A Prefeitura de Brusque apresentou, em audiência pública na segunda-feira (20), o diagnóstico municipal do trabalho infantil na cidade. O evento foi realizado na Câmara de Vereadores de Brusque e contou com a presença do juiz titular da 1ª Vara do Trabalho de Brusque, Hélio Henrique Garcia Romero. Durante a audiência foram apresentados todo o mapeamento do cenário do trabalho infantil na cidade. O pós-doutor em direito da criança e do adolescente, André Viana Custódio, apresentou aos presentes as principais características dos tipos de trabalho infantil identificado no município. Entre os destaques estão trabalhos em estamparias, lavação de carro, o trabalho doméstico, construção civil, panfletagem, entre outros.
Com base em dados do IBGE, de 1991 a 2010, o município não apresentou variação significativa nos indicados do trabalho infantil entre crianças de 10 a 15 anos. Em 1991 eram 948 casos, em 2000 o número foi de 901, e em 2010 chegou a 1103. Considerando a taxa de ocupação de crianças e adolescentes de 10 a 17 anos, Brusque apresentou um índice abaixo da média nacional e estadual: 4,5% contra 5,20% e 6,20%, respectivamente. No entanto, nas demais faixas etárias, o município superou a média nacional e estadual. Chegou a 22,30% de crianças ocupadas entre 14 e 15 anos, contra 12,60% no Brasil, e 18,30% em Santa Catarina.
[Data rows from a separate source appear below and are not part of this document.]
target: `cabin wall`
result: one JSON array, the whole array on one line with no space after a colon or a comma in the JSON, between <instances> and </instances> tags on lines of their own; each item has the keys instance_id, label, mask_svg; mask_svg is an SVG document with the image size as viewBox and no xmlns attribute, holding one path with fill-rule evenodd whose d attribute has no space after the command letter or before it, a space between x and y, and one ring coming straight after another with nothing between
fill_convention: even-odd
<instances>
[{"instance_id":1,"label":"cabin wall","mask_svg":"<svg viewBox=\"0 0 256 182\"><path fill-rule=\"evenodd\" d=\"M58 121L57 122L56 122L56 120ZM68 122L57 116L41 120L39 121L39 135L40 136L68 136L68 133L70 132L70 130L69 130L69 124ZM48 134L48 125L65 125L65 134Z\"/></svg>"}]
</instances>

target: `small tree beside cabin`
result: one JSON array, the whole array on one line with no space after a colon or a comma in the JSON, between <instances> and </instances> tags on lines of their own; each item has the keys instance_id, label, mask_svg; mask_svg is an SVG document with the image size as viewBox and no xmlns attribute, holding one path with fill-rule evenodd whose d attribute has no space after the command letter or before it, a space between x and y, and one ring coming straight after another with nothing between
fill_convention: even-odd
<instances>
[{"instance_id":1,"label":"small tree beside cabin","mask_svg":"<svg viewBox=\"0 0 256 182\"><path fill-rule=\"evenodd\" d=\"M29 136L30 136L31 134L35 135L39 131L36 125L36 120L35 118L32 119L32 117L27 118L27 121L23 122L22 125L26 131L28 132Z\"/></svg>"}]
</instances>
Entre adolescentes com 16 e 17 anos, 63,10% possuem ocupação em Brusque, contra 26,60% no país e 44,20% no estado, respectivamente. Cerca de 51,5% das crianças em situação de trabalho infantil identificados, ainda de acordo com o censo de 2010, são meninos. Já conforme o diagnóstico do trabalho infantil no município, 53% são meninas e 47% meninos. Chama a atenção a distinção entre ambos nas atividades domésticas. Elas estão envolvidas em 80% das situações de trabalho.
No país, o número chega a 96%, contra apenas 4% dos homens. O último censo de 2010 ainda identificou que 91% das crianças entre 4 e 17 anos de Brusque frequentam a escola, número considerado alto, mas o levantamento mostra que boa parte das crianças envolvidas em situação de trabalho infantil não estudam, ou seja, o trabalho infantil ainda é um obstáculo para a permanência de crianças e adolescentes na escola. Apesar disso, Brusque tem apresentado evolução significativa de matrícula na educação infantil a partir de 2010, uma forma de fazer frente ao crescimento populacional, em grande parte decorrente de processos migratórios, aponta o estudo.